Kleine Verbalrangelei beim Thema Infrastruktur
Worum es noch ging? Um Windenergie, beispielsweise. Hier kam es zu einer kleinen Kabbelei zwischen Horst Seehofer und Anton Hofreiter, dem neu gewählten Fraktionschef der Grünen. An deren Ende sagte Seehofer seinem bayerischen Landsmann in beinahe großväterlichem Ton, der Herr Hofreiter möge mal mit ihm durch Bayern ziehen, dann werde er ihm schon zeigen, wie sich das mit den Windrädern verhalte.
Eine andere kleine Verbalrangelei gab es beim Thema Infrastruktur. Um den Straßenausbau ging es, als Verkehrsminister Peter Ramsauer von der CSU den baden-württembergischen Ministerpräsidenten Winfried Kretschmann von den Grünen anging: Was Kretschmann da erzähle, stehe aber ganz anders in dessen Stuttgarter Koalitionsvertrag. Folgen hatte das nicht, auch sonst soll es friedlich zugegangen sein. Auch wenn es von Seiten der Grünen hinterher heißt, die kleine Attacke Ramsauers sei die einzige Gelegenheit gewesen, bei der von der CSU überhaupt mal jemand anderes als Seehofer das Wort ergriffen habe.
Ansonsten geben sich die Grünen hinterher positiv überrascht davon, wie gut die Kanzlerin sich beim Thema Energiewende in den Details ausgekannt habe. Sie habe auch ziemlich genau gewusst, worauf es den Grünen hier ankomme, ist hinterher zu hören - auch wenn es kein konkretes Angebot gegeben habe. Bei einem anderen Thema zeigen sie sich weniger angetan: bei der Einführung von europäischen Obergrenzen für den Spritverbrauch. Da hatte Trittin der Kanzlerin noch am Morgen im Radio vorgeworfen, sie sabotiere einen möglichen Kompromiss. Und hier wird nach dem Gespräch verbreitet: keine Bewegung.
Am Dienstag wird es eine Entscheidung geben müssen
Aber kann man an einem solchen Abend überhaupt von Bewegung oder Nichtbewegung sprechen? So richtig konkret kann man ja noch nicht werden, es geht ums Abklopfen, und manche Themen kommen auch gar nicht erst dran, die Außenpolitik etwa. Auch die Flüchtlingspolitik, in den Tagen zuvor vor allem von Seiten der Grünen noch zum großen Thema erklärt, wird bei diesem Treffen allenfalls angerissen.

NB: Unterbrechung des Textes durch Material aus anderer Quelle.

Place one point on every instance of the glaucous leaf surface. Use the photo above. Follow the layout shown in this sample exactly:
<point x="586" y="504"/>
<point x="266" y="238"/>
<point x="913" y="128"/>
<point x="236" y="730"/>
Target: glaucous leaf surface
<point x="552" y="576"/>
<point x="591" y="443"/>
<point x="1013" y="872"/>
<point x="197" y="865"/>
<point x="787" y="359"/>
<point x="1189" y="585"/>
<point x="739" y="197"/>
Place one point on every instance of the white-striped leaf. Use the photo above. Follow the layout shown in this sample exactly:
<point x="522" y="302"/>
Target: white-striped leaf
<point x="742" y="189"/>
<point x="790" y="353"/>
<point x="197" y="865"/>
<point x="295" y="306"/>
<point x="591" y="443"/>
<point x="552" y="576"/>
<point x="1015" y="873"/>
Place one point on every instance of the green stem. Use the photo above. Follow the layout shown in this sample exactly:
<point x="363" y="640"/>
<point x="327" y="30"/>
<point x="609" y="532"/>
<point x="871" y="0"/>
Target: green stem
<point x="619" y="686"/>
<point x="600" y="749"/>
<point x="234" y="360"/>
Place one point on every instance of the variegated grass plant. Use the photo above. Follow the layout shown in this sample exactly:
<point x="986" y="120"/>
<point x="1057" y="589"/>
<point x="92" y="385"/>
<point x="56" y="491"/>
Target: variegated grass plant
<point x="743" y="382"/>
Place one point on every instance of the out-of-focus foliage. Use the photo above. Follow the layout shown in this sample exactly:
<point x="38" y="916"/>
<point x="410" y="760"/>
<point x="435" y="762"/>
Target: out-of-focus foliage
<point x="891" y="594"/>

Es kommt nun also auf den Dienstag an - und dann wird es auch schon eine Entscheidung geben müssen, wie es weitergeht. Am Freitag danach beginnt schon der Grünen-Parteitag, und dort müssen die Spitzengrünen den Delegierten eine klare Ansage machen, wohin die Reise geht: Koalitionsverhandlungen oder Opposition?
Wie auch immer das ausgeht, weiter als 2005 ist man schon mal. Angela Merkel und Claudia Roth treffen sich nächste Woche zu ihrem dritten Sondierungsgespräch.